Depreciation and amortization expenses decreased to 5.2% and 5.4% of revenue for the second quarter and first six months of 2008 from 5.6% and 5.7% in the comparable periods of the prior year. These decreases are the result of improved density in our service center network which provided the opportunity to leverage our investments in property and equipment, and a planned reduction in our capital expenditures for revenue equipment in 2008 in comparison to the level of equipment purchased in recent years. These reductions resulted from our process of matching our fleet size with freight demands.
Our effective tax rate was 39.0% for the second quarter and first six months of 2008 as compared to 39.5% and 38.8% for the second quarter and first six months of 2007, respectively.

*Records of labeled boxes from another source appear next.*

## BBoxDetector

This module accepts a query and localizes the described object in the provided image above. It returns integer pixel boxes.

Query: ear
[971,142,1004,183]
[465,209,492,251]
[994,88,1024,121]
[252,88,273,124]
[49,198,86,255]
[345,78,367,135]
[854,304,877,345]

The effective tax rate exceeded the federal statutory rate of 35% primarily due to the impact of state taxes and, to a lesser extent, certain non-deductible items.
Liquidity and Capital Resources
We have three primary sources of available liquidity to fund our estimated capital expenditures: cash flows from operations, cash and short-term investments and available borrowings under the senior unsecured revolving credit agreement pursuant to the terms of an amended and restated credit agreement dated August 10, 2006 (the “Credit Agreement”). We also have the ability to issue senior notes to provide another source of liquidity, if needed. Expansion in both the size and number of service center facilities, our planned tractor and trailer replacement cycle and revenue growth have required continued investment in real estate and equipment. In order to support these requirements in the first six months of 2008, we purchased property and equipment of $62,086,000 and paid $7,267,000 to acquire certain business assets through acquisitions. Cash flows from operations and proceeds from the sale of property and equipment completely funded these expenditures and allowed us to increase our balance of cash and short-term investments during the first six months of 2008. At June 30, 2008, cash and short-term investments increased to $37,313,000 from $30,703,000 at December 31, 2007.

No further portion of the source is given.